A distinção entre validade e significação é da máxima pertinência a todas as obras de Kafka.

Ou tome-se a grande carta — um ensaio de extrema densidade — de Benjamin, datada de 12 de junho de 1938. Mesmo uma longa citação não faz jus à sua profundidade:

Kafka entreouviu a tradição, e quem ouve dificilmente deixa de ver.
A principal razão pela qual esse entreouvir exige tanto esforço é que apenas os sons mais indistintos chegam ao ouvinte. Não há nenhuma doutrina que se possa aprender, nenhum conhecimento que se possa preservar. As coisas que o ouvinte quer captar enquanto passa não se destinam aos ouvidos de ninguém. Isso supõe um estado de coisas que caracteriza negativamente as obras de Kafka com uma grande precisão. […] A obra de Kafka representa o adoecimento da tradição […].
Disso Kafka tinha absoluta certeza: primeiro, que, se for para ajudar, o sujeito deve ser um idiota; segundo, apenas a ajuda de um idiota é uma verdadeira ajuda. A única coisa incerta é: tal ajuda ainda pode ter alguma serventia para um ser humano? […] Assim, como coloca Kafka, há uma quantidade infinita de esperança, mas não para nós. Essa declaração realmente contém a esperança de Kafka; é a fonte de sua serenidade radiante.

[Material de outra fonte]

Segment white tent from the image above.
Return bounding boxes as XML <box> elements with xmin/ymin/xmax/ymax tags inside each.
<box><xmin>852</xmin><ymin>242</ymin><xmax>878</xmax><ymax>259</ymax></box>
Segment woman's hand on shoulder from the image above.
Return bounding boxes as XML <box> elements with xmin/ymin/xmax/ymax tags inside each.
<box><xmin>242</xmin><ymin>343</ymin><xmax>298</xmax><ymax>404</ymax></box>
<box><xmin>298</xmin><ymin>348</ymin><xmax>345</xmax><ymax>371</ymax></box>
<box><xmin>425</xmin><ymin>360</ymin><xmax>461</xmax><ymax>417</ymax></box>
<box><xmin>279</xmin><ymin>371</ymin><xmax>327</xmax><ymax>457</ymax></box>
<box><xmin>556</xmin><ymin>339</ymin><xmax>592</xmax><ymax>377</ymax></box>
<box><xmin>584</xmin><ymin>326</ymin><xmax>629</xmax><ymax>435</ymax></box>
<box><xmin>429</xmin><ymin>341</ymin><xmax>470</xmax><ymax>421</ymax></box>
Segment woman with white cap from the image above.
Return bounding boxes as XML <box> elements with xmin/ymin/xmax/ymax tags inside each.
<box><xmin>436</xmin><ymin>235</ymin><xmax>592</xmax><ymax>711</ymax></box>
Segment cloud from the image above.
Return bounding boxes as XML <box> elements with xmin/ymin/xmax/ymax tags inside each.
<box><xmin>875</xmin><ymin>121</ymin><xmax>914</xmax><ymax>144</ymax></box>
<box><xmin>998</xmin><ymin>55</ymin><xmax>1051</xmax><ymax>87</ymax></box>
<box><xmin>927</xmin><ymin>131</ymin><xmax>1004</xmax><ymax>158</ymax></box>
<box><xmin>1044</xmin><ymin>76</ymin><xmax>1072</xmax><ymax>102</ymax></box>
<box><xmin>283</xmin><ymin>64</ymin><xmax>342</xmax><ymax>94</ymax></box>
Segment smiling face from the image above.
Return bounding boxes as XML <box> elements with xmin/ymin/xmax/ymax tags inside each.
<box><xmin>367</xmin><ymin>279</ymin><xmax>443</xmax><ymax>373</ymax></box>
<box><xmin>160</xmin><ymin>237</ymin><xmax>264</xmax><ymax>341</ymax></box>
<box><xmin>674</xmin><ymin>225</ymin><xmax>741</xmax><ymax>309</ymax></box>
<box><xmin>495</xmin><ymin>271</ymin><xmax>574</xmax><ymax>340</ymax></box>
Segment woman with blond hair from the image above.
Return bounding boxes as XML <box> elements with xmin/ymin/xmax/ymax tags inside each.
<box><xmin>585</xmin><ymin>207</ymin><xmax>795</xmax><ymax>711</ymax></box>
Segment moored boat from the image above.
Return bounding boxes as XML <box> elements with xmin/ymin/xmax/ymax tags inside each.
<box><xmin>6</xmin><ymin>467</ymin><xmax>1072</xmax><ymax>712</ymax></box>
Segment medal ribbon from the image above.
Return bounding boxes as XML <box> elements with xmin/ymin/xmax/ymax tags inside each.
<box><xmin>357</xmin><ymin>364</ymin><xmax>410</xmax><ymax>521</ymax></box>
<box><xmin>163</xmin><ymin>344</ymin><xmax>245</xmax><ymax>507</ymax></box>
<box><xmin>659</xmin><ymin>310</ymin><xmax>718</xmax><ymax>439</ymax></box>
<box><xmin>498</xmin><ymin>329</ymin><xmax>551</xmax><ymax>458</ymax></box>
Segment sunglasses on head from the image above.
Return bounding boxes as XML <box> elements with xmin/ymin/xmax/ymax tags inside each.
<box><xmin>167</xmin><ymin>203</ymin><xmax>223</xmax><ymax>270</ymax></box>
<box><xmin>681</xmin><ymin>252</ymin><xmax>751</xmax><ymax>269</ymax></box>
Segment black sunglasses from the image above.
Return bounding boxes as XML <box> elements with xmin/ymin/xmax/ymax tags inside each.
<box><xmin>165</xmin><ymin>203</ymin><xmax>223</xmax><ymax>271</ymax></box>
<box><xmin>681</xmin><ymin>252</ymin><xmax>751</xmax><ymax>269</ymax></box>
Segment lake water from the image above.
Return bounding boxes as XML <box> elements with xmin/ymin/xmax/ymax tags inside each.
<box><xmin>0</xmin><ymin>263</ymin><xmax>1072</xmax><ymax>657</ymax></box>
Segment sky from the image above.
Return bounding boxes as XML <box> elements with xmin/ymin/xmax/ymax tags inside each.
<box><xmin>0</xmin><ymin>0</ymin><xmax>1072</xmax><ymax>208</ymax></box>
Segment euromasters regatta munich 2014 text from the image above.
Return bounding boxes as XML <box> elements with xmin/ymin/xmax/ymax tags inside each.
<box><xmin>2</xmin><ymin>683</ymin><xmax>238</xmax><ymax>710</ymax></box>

Note-se — e isso é típico das alegorias de Benjamin sobre a leitura — como a própria análise se torna uma parábola ao estilo de Kafka.
Uma imensa tristeza sombreia mesmo a carta mais informal e momentaneamente otimista. Elas foram enviadas quando a Europa ingressou no pesadelo. Além disso, na Palestina, Scholem não só viveu diretamente a violência dos primeiros choques entre árabes e judeus, mas teve também claras intuições das inimizades intratáveis que se estendiam à frente. E no entanto, à sua maneira, é um livro jubiloso. Celebra o elixir da paixão intelectual — a capacidade do cérebro e do sistema nervoso dos homens de mergulhar em interesses abstratos, especulativos, mesmo ou principalmente diante da dor e da adversidade pessoal. Demonstra com prodigalidade a força por trás da aparente fraqueza, que muitas vezes é a senha que permite a sobrevivência do humanismo e dos perseguidos. Aqui, por fim, e não na placa lacônica num austero muro de cemitério, Walter Benjamin tem seu in memoriam. E é totalmente indissociável da maravilha, talvez mais profunda do que o amor, que é a amizade.